IoT and Big Data: By Vianet Business Development Director, Craig McIntyre
Have you noticed that, these days, whenever there’s an issue at work or at home, the first reaction of many is to throw IT at it, what ever it is. Sometimes IT solves the problem; usually it doesn’t. As strategies go, it’s more knee-jerk than joined-up.
I came across a good quote the other day that sums this up nicely: ‘technology enhances features or capabilities, but a solution addresses business challenges on a systematic level.’
At Vianet, our approach is to provide solutions. You may see us an IT company – and that’s fair enough when you examine the array of technology we can introduce you to – but in fact, we are in the business of providing solutions.
IoT and Big Data
I see it this way: technology is just a piece in the corporate jigsaw. Albeit an important one, it’s by no means the whole picture… There’s a lot of talk these days about IoT and Big Data. You’ll probably be familiar with the term IoT. It refers to the connectivity of inanimate data gathering devices such as, say, vending machines or our own iDraught dispense platform.
Big Data is defined as the use of predictive analytics, user behaviour analytics, or certain other advanced data analytics methods that extract value from data.

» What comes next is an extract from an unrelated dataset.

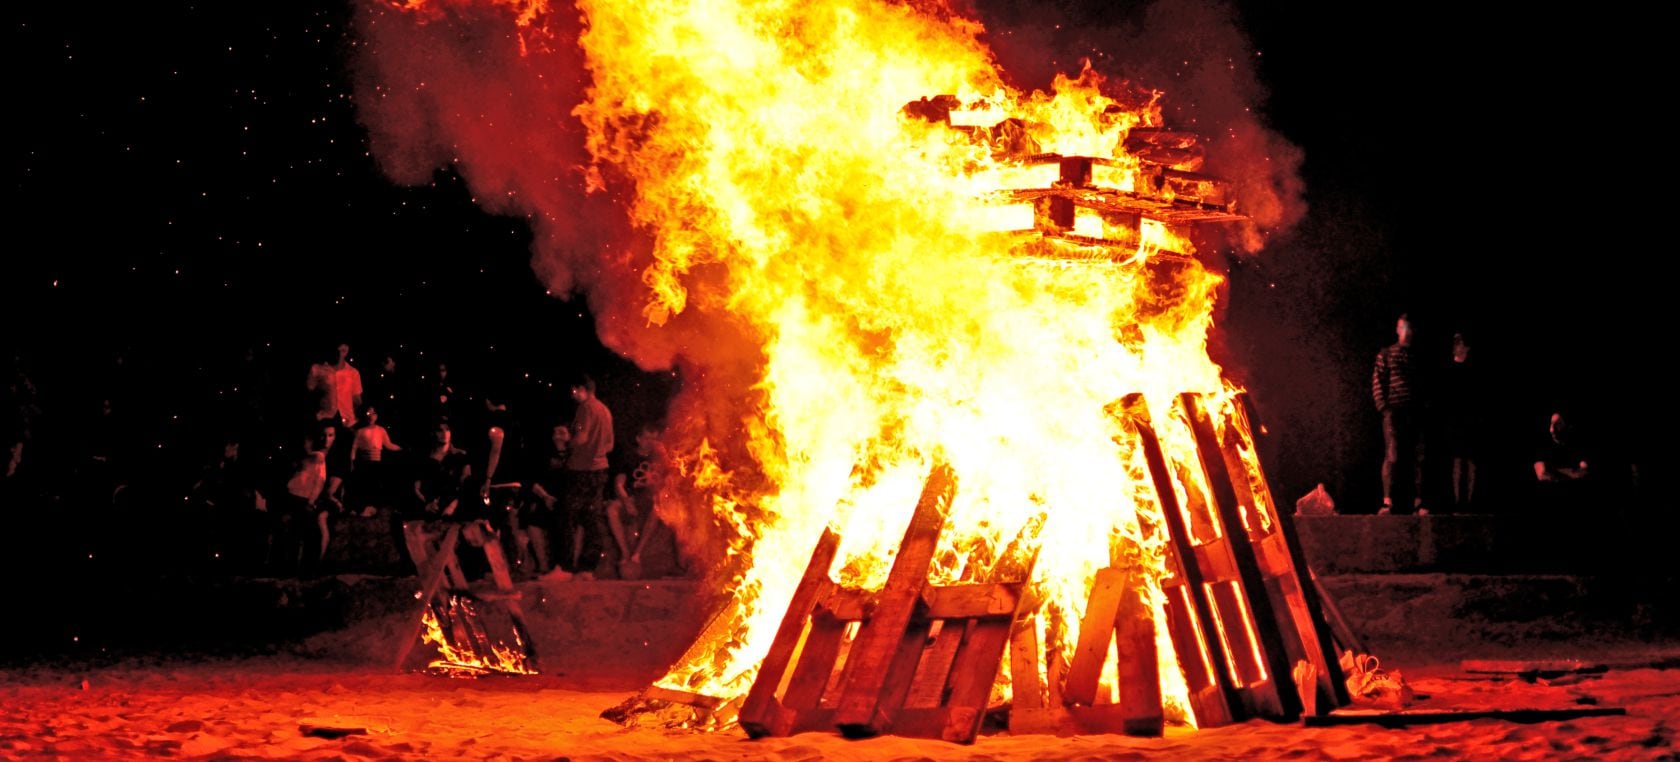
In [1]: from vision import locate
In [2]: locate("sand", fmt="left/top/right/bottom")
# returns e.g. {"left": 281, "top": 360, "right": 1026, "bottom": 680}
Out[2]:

Recent developments in these fields have focused on advances in technology, for example in hardware or in the introduction of increasingly sophisticated apps. There are businesses out there, in every conceivable discipline, that have enthusiastically embraced IoT and Big Data, thinking that they’ll change everything. The novelty soon wears off when they find that integrating The Next Big Thing into their existing digital topography proves to be more difficult than they’d bargained for…

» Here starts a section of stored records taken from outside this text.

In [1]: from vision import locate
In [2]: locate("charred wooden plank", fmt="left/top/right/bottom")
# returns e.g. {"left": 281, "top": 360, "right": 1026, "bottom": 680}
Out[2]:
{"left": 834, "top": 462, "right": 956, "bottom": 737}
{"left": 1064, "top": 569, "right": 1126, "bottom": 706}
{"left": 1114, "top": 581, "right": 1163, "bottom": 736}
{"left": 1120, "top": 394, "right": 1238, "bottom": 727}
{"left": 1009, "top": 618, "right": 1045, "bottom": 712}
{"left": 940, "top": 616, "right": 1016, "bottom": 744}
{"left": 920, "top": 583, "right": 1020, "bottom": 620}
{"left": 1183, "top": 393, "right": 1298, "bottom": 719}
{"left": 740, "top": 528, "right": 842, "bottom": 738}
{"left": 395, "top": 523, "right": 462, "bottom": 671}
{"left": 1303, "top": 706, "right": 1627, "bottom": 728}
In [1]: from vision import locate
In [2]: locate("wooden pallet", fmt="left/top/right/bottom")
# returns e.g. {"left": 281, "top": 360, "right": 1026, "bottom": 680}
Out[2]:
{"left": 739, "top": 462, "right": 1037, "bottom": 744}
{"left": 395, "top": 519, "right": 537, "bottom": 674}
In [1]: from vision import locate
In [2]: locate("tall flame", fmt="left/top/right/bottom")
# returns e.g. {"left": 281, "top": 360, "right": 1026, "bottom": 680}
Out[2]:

At Vianet, our IoT solution is its own eco-system. By that, I mean that it embraces everything that matters in a business – and nothing that doesn’t matter – to solve a specific problem or issue.
The history of IoT and Big Data reads like a legacy of telematics, plus the collection of data from a variety of smart machines. In general, less attention was has been paid to date in ensuring that the data gathered by IoT is easily accessible or, indeed, useful. That’s the reason I’m making the case that IoT is typically a technology, rather than a solution.
So that there’s no doubt, let me make it clear right now: Vianet is not a ‘typical’ enterprise. Our IoT delivers a genuine, workaday solution, which not only provides the technology, but also an all-important user interface, which connects and delivers APIs, server; algorithms, supply chain and distribution channels. Think of these individual elements as vital organs in the same body, working collectively, as well as independently. In this way, they integrate seamlessly to address the most critical aspects on an IoT deployment.
You can see evidence that our approach works in equipment that, otherwise, would be thought of as ‘mundane’: beer pumps, unattended retail equipment, industrial machinery and latterly, electric car charging stations. When you add a telemeter to machines like these, when they began to capture and transmit data; that’s when their operators have access to actionable data that’s specifically designed to help them make decisions that improve the service they offer customers.
At Vianet, we’ve always been committed to developing actionable insight solutions. Yes, we embrace technology to do so – IoT and Big Data included – but not for the sake of it; rather, for the efficacy if it.